Recommended streaming setup:

  • Mic/Auxiliary: your real mic (with VoxBooster transforming)
  • Desktop Audio: capture from the default output device

Audience hears your transformed voice + game audio, all mixed.

Local recording for YouTube

Same setup. OBS records to a local file (.mkv or .mp4) with the transformed voice already baked in. Edit in DaVinci Resolve / Premiere afterwards as usual — recorded audio is the transformed voice, not your natural one.
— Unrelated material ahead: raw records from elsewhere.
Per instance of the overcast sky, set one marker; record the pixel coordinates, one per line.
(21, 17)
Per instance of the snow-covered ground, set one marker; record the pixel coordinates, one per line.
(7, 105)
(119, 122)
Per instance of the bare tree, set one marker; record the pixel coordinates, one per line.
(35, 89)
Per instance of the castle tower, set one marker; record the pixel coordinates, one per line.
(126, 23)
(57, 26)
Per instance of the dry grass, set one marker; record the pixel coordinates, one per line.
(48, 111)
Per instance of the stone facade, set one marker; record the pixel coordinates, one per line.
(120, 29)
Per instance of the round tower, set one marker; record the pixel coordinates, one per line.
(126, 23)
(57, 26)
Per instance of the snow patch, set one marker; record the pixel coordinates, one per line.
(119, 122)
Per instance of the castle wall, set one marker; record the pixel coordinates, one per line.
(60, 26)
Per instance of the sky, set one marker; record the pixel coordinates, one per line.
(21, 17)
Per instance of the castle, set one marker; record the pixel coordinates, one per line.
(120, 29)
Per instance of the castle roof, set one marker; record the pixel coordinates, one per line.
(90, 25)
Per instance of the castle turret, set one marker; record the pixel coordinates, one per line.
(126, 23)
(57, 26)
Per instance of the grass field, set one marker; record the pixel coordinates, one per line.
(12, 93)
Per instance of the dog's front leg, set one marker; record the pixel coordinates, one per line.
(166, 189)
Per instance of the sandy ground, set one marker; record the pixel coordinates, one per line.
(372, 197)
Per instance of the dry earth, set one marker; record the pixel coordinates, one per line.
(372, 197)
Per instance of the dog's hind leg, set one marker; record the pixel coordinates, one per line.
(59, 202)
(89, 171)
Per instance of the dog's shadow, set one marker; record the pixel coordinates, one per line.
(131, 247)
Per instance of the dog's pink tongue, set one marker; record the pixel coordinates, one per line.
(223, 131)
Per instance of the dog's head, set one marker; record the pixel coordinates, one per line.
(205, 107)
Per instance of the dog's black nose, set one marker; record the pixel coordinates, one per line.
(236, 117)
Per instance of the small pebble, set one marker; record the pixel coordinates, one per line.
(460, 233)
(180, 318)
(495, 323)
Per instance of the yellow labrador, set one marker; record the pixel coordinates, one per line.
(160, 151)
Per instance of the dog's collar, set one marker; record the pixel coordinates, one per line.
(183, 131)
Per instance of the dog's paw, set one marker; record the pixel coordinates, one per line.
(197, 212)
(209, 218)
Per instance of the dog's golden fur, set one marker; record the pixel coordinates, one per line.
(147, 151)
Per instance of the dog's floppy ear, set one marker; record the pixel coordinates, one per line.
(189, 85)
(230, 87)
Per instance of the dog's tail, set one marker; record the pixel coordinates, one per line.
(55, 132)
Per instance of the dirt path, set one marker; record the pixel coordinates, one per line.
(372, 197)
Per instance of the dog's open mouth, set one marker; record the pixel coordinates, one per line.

Offline mode for production polish

For content where you want maximum quality (short film, dubbed animation, audiobook), use VoxBooster’s Offline mode:

  1. Record your raw voice in OBS (voice changer off).
  2. Export the audio from the MKV/MP4.
  3. Open VoxBooster → Process File.
  4. Pick the desired voice and drag the audio file in.
  5. Get the transformed audio at peak neural quality.
  6. Re-import into the video editor.

Offline mode uses a beefier neural model (no latency constraint), producing more polished voice than real-time. For evergreen content, it’s worth it.

Multi-track audio

OBS supports multi-track recording. Advanced setup:

  • Track 1: transformed voice (goes to stream and recording)
  • Track 2: raw voice (separate recording to edit later if needed)
  • Track 3: desktop / game audio
  • Track 4: separate soundboard audio

To run raw voice in parallel with transformed voice you need a dual input. VoxBooster has a “Dual Output” option that creates a second virtual device with raw voice, while the main device serves transformed voice. In OBS, you add both as separate inputs.

Streaming to Twitch + YouTube simultaneously

OBS with the Multi-RTMP plugin (or recent native OBS Studio versions) lets you stream to two endpoints. Voice changer applies to both automatically — because the transformation happens before the encoder.

Stream latency

OBS adds ~50-200ms of encoder buffer. Voice changer adds:

  • Effect: 5ms
  • Default neural clone: 480ms
  • Low-latency clone: 250ms

Stream total: 50-680ms (max). Twitch low-latency mode runs ~3 seconds total delay for the viewer. The voice changer fits inside that delay with zero perception by the audience.

For chat interaction (answering a question), you’re using Twitch’s standard 5s delay. No noticeable extra latency from the voice changer.

NDI conferencing

Pro setups use NDI to push feeds between machines. Voice changer on source PC → OBS on destination PC via NDI → stream. Works transparently — NDI carries already-transformed audio.

For streaming via Discord screen share

Common case: streamer screen-shares in Discord with friends while also streaming to Twitch. Voice changer transforms voice on both channels simultaneously. No extra config needed — both pull from the same intercepted Windows mic.

Compatibility

OBS Studio (Windows): voice changer runs perfectly.

OBS Studio (Mac/Linux): VoxBooster is Windows-only in 2026, so it doesn’t run on other OSes.

Streamlabs Desktop: works identically (it’s an OBS fork).

Twitch Studio: works, but you get less filter control.

Lightstream / cloud streaming: depends. If audio capture is local on your PC and sent to the cloud encoder, it works. If capture happens directly on the cloud (e.g., stream bot), the voice changer has nowhere to run.